Affordable Care Act's suporters seem to think that the law's insurance exchanges are terrific. So why is it that many progressives think that it's inhumane to tie premium support to inflation in the case of wealthy Medicare recipients, but that it's perfectly fine to do so for lower-income participants in the Affordable Care Act's exchanges? I haven't yet heard a persuasive answer.
There's more. Under the Affordable Care Act, after 2017, the law's target growth rate for Medicare spending is lower than health-care inflation, à la Henry Aaron, or GDP plus 1 percent, à la Alice Rivlin. Instead, it's an average of three indices: CPI-U, a marker for general inflation; the medical care expenditure component of CPI-U; and GDP plus 1 percent. Prior to 2017, it's even lower, blending only the CPI-U and the medical component of CPI-U.
Last year, I went back and looked at these growth rates from 2006 to 2010, as a way of comparing them, and found them to be pretty similar. President Obama's FY 2012 budget proposed reducing the PPACA Medicare growth rate by an additional 0.5 percent. And yet, Democrats are describing the Republican plan as "ending Medicare."
At any rate, Wyden-Ryan, the latest bipartisan plan from Paul Ryan and Sen.
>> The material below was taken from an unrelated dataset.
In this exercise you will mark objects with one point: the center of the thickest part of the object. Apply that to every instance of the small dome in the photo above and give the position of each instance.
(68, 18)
Ron Wyden (D., Ore.) addresses this critique by setting the target growth rate for Medicare premium support payments at GDP plus one percent: higher than the rate contained in Affordable Care Act, and identical to the one supported by Alice Rivlin.
Was this adjustment met with celebration by Henry Aaron and other progressive critics? In a word, no. Aaron took again to the pages of the New England Journal of Medicine to denounce Wyden-Ryan as threatening "to shift costs to the elderly and disabled and force them to shop for coverage in a confusing insurance market." The White House blasted Wyden-Ryan as a sinister, "radical" plot to let Medicare "wither on the vine." Rep. Pete Stark (D., Calif.) said, "Despite Wyden's claims otherwise, the Wyden-Ryan plan ends Medicare as we know it, plain and simple."
Liberals feel that their search for bipartisan approaches to universal coverage has been like Charlie Brown trying to kick Lucy's football. Conservatives feel the same way, in reverse, about entitlement reform. Henry Aaron explains his change of heart with the same Keynes line used by former Republican supporters of Romneycare: "When the facts change, I change my mind. What do you do, sir?"
Conservatives certainly have their work to do on health policy. But the problem for liberals is what Paul Starr calls the "policy trap" of Medicare. Universal coverage isn't fiscally possible without first reforming our existing, popular entitlement programs: not by top-down rationing, which never works, but by letting seniors control more of their own health dollars. We really should try.